İsrail-Filistin sorunu çözülmediği sürece bölgenin huzura kavuşamayacağının altını çizen Prof. Dr. Köni, "Suriye'deki kriz çözülüyor. Irak sorunu da çözüme yakın. Bu, oldukça umut verici bir gelişmedir. Ancak İsrail-Filistin sorunu çözülmediği sürece bölgeye huzur gelmez. Bölgedeki bütün sorunların nedeni 1948'de başlayan İsrail-Filistin savaşıdır. Şimdi Suriye sorunu çözülüyor ama asıl sorun duruyor. Ortadoğu'nun kaderini İsrail-Filistin sorununun çözümü belirleyecek." dedi.

- "Bölgede hal ve gidişat umut verici"

Galatasaray Üniversitesi Uluslararası İlişkiler Bölümü Öğretim Üyesi Prof. Dr.
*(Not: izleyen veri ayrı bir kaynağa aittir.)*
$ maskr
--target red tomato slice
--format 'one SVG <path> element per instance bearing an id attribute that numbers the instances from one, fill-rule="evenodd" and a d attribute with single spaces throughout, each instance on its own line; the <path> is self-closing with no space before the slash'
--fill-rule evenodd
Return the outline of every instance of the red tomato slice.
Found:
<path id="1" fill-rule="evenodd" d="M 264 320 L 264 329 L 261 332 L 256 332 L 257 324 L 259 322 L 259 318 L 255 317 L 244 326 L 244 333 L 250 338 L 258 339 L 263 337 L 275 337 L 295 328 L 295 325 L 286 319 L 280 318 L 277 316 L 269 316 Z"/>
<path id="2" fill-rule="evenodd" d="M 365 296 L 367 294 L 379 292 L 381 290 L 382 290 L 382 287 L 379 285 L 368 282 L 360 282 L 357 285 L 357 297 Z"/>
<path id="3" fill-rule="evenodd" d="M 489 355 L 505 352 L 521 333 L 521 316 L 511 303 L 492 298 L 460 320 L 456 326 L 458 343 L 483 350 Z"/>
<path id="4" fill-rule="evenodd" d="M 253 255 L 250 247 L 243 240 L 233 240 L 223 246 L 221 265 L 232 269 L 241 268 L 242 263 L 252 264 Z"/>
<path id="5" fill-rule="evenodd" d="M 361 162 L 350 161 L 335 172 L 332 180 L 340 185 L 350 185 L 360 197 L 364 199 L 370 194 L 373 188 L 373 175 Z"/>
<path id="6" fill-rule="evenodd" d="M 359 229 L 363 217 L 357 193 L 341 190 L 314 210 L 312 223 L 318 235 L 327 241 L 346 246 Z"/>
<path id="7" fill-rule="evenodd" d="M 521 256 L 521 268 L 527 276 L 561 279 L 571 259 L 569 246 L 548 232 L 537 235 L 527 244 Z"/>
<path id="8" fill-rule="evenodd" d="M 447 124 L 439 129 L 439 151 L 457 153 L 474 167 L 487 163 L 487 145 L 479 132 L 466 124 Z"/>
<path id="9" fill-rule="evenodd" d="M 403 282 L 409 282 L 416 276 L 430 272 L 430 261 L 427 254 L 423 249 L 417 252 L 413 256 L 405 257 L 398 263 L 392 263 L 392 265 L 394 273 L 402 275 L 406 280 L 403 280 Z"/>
Beril Dedeoğlu ise Rusya ile bölgede müttefik olan Türkiye'nin, Suriye'de pragmatik bir politika izlediğini söyledi. Dedeoğlu, Ankara'nın, Fırat Kalkanı Harekatı ile de Suriye politikasında daha aktif bir siyaset izlemeye başladığını vurgulayarak, görüşlerini şöyle aktardı:

"Suriye'de hala ateşkes devam ediyor.Bu da, müzakere masasına güveni artırıyor. Şimdiye dek yapılan görüşmelerden sonuç alınamamış olması, bundan sonra da alınamayacağı anlamına gelmez. Zira bugüne kadar masada olanlar ve olmak isteyenler konusunda bir uzlaşı yoktu. Bugün ise koşullar değişti; iki büyük güç ki onlar uzlaşmadan zaten bir çözüm söz konusu dahi olamaz. İki bölge ülkesi ki onlar dahil olmadan da kalıcı bir rejim tesis edilemez ve yerel toplumsal kimlikler bir araya gelecekler. Şiddet araçlarını kullananlar ise olmayacak. Dolayısıyla hal ve gidiş umut verici."